# Lab 1

**Goal**: The goal of this lab will be to get a Jupyter notebook running, build/visualize/measure some basic networks using XGI/NetworkX, and compute some basic statistics!

**Before we get started**:
1. Make a BIOL4559homework repository on GitHub. Add Abhay Gupta (@AbhayGupta115) as a collaborator in the Settings tab on GitHub.
2. In GitHub Desktop, make a branch titled `comp-activity-1`.
3. Put this notebook in the repository.
4. Create a conda environment titled `biol4559` by running `conda create -n biol4559 python=3.13`
5. Activate your conda environment by running `conda activate biol4559`
6. Download the requirements file from Canvas (in the `labs` folder under `Files`) and place it in the repository.
7. Install the list of requirements by running `pip install -r requirements.txt`
8. Make your environment visible to Jupyter Notebook by running `python -m ipykernel install --user --name biol4559 --display-name "Python (BIOL4559)"` in the command line.

**After the completion of this lab**
1. List the people with whom you worked on this lab.
2. Make a pull request and title it "Grade Computational Activity 1".
3. Assign @AbhayGupta115 as a reviewer.
4. Submit the pull request.

**How you will be graded**

This activity is out of 10 points.
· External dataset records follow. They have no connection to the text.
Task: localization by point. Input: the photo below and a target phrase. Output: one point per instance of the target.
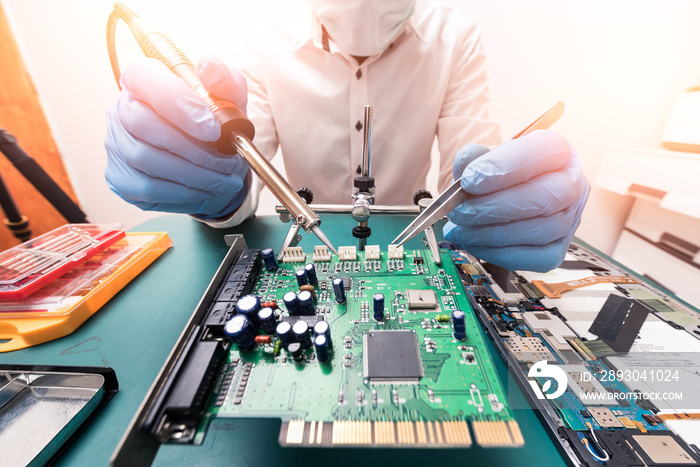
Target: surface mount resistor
(292, 303)
(311, 274)
(458, 325)
(302, 278)
(249, 305)
(263, 339)
(306, 303)
(378, 306)
(323, 353)
(267, 319)
(339, 290)
(284, 332)
(269, 259)
(301, 333)
(309, 288)
(241, 331)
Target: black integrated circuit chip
(392, 356)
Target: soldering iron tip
(317, 231)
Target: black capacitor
(339, 290)
(302, 334)
(297, 352)
(322, 328)
(240, 330)
(249, 305)
(323, 353)
(292, 303)
(270, 260)
(311, 274)
(459, 327)
(284, 332)
(267, 319)
(378, 300)
(302, 278)
(306, 303)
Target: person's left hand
(527, 197)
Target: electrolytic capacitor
(240, 330)
(284, 332)
(323, 353)
(301, 334)
(458, 325)
(306, 303)
(311, 274)
(292, 303)
(378, 300)
(302, 278)
(339, 290)
(270, 260)
(296, 351)
(267, 319)
(322, 328)
(249, 305)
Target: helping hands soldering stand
(363, 203)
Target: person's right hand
(160, 135)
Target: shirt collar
(311, 30)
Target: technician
(309, 72)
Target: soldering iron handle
(156, 45)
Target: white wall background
(618, 65)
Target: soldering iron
(237, 130)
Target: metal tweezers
(454, 195)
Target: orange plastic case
(26, 268)
(60, 307)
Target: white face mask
(363, 27)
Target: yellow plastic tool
(60, 307)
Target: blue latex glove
(526, 203)
(160, 138)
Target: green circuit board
(446, 384)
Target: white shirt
(308, 97)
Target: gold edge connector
(497, 434)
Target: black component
(232, 291)
(311, 320)
(219, 314)
(448, 245)
(297, 352)
(644, 403)
(650, 419)
(528, 289)
(479, 291)
(364, 184)
(188, 396)
(630, 447)
(421, 194)
(619, 321)
(503, 277)
(306, 194)
(361, 232)
(392, 356)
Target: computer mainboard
(385, 348)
You will be graded on two things: completion, clear documentation, and correctness of your process.

* *Completion (4pts)*: This is solely whether you attempted and completed all portions of the computational assignment.
* *Documentation (4pts)*: Write comments above your code, describing what it does to demonstrate that you understand what the code is doing. ** Examples of good and bad documentation below.
* *Correctness (2pts)*: Does your code run and produce the correct output?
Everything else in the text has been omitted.